Dentre outras questões o filme
aborda direta ou indiretamente: a imortalidade da alma;
a divisão do mundo em uma parte
física e uma parte metafísica; a existência ou continuidade da vida após a
morte; a ressurreição do corpo;
Até os dias de hoje nos debatemos
para entender, acreditar ou não em questões provindas da tradição milenar do
pensamento filosófico. São esses temas que o filme aborda. E faço um paralelo
entre as questões que o filme levanta, fazendo três perguntas, que estão na
cabeça da maioria das pessoas, quer nos momentos de tristeza pela perda de uma
pessoa querida, quer em conversas reservadas, ou mesmo em conversas informais:
Nosso corpo possui uma alma?
Nossa alma é imortal? Acredita em ressurreição?
Se fizermos uma pesquisa
procurando saber as respostas, certamente ouviremos SIM para todas. Dependendo
da religião ou crença, teremos explicações variadas sobre cada pergunta.
Mas saiba que desde a mais antiga
antiguidade, passando pela idade média, o corpo, o desejo, a imortalidade da
alma e a ressurreição eram questões que faziam parte do pensamento filosófico e
religioso. Era um tema amplamente discutido por renomados pensadores católicos,
como Sto Thomas de Aquino e Sto Agostinho.
Não estranhe a intensa presença
de crianças em inúmeras cenas. O poema é dividido em várias partes e narrado
parcialmente durante o filme.
A criança, quando criança,
Fazia perguntas como estas:
Por que é que sou eu e não tu?
Quando começou o tempo e onde
acaba o espaço?
A vida sob o sol não é apenas um
sonho?
Aquilo que vejo, ouço e cheiro não
é apenas a aparência de um mundo antes do mundo?
Existe realmente o Mal e pessoas que
são más?
não o ter sido antes de ser,
e de repente o eu que sou
deixar de ser aquele que sou?
Somente as crianças podem ver os
anjos, porque dão vida as ficções. Não existe criança que não cria em sua
imaginação estórias compondo cenários fictícios e personagens fantasmas.
Há uma cena belíssima em que um
dos anjos está no circo sentado ao lado de uma criança, com olhos e semblantes
extasiados pela presença de palhaços, acrobata e mágico.
Os adultos não podem os anjos.
Será porque estão aprisionados por preocupações que não deixa brechas para
inocência das ilusões? Será porque a consciência da morte impossibilita as
fantasias?
Mas existe um personagem que
quebra essa regra. Esse personagem é uma auto-referência de Wim Wenders.
Vocês
irão perceber que as cenas iniciais do filme são feitas em preto e branco. No
decorrer do filme elas vão se alterando, ora preto e branco ora coloridas.

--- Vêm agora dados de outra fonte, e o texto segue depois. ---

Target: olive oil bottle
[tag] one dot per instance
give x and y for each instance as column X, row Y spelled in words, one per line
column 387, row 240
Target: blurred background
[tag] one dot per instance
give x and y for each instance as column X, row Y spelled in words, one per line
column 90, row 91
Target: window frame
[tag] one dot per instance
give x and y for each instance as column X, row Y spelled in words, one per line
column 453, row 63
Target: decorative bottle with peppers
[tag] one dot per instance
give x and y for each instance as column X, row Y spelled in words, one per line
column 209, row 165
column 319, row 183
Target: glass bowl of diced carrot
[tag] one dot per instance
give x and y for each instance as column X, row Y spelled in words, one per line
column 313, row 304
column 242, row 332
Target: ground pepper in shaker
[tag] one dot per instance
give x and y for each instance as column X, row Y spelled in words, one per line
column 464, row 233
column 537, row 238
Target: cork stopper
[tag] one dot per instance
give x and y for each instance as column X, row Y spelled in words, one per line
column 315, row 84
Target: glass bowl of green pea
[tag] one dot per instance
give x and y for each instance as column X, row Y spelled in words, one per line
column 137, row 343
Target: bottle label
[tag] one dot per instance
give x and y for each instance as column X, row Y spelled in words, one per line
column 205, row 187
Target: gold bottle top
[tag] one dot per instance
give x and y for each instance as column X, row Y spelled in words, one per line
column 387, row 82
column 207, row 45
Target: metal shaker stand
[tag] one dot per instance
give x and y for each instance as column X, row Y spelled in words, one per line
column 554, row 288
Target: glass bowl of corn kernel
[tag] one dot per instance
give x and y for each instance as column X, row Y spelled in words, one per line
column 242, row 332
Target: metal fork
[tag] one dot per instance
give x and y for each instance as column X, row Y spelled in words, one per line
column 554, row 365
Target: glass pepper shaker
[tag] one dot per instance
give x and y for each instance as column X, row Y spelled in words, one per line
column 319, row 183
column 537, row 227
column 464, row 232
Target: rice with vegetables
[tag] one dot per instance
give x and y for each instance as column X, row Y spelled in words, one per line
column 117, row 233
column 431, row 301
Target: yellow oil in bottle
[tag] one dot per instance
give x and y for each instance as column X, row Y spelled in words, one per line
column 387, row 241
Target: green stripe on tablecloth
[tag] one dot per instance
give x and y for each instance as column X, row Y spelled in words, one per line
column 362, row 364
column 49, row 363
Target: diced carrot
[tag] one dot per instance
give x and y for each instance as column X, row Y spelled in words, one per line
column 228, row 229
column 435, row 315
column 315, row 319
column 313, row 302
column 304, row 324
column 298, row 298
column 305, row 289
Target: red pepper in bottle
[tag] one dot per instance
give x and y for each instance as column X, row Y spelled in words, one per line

Por que a diferença? Porque nas cenas coloridas estão
presentes personagens humanos, e nas cenas em preto e branco estão presentes ou
que resultam da observação dos anjos. Humanos sinaliza corpo portador dos cinco
sentidos, uma característica que os anjos não tem, devido ausência de corpo.
Os anjos vivem num mundo
descarnado, não têm sensibilidade treinada para distinguir cores.
A palavra Asas do título é uma
metáfora para desejo. Lembra a natureza do desejo. Desejar é se colocar em
movimento, deslocar-se de um ponto a outro.
Após conhecer as aflições humanas,
temores, medos, angústias, e acontecimentos passados, como o nazismo, a
destruição de Berlim no final da Segunda Mundial em 1945, convivendo com o
trauma de uma nação dividida por um murro (filme realizado em 1987 e o muro demolido
em 1989), um dos anjos toma uma decisão.
Sua decisão foi refletida,
analisou, comparou os fatos e as condições presentes e futuras, antes de fazer
uma opção, que, no meu entender, resume-se na seguinte pergunta:
Qual a vida que merece ser vivida?
Reinaldo Silva
Vida e morte são dois fenômenos extraordinários.Fazem parte da experiência humana.Toda vida vale a pena desde que vivida com intensidade emoção.E a vida só tem valor porque a morte existe e os nossos anjos são as decisões que nós tomamos já que nós somos os nosso sonhos e as nossas escolhas.A realidade é sempre muito importante ,mas é muito mais os nossos pensamentos virtuais e as nossas fantasias.Excelente filme!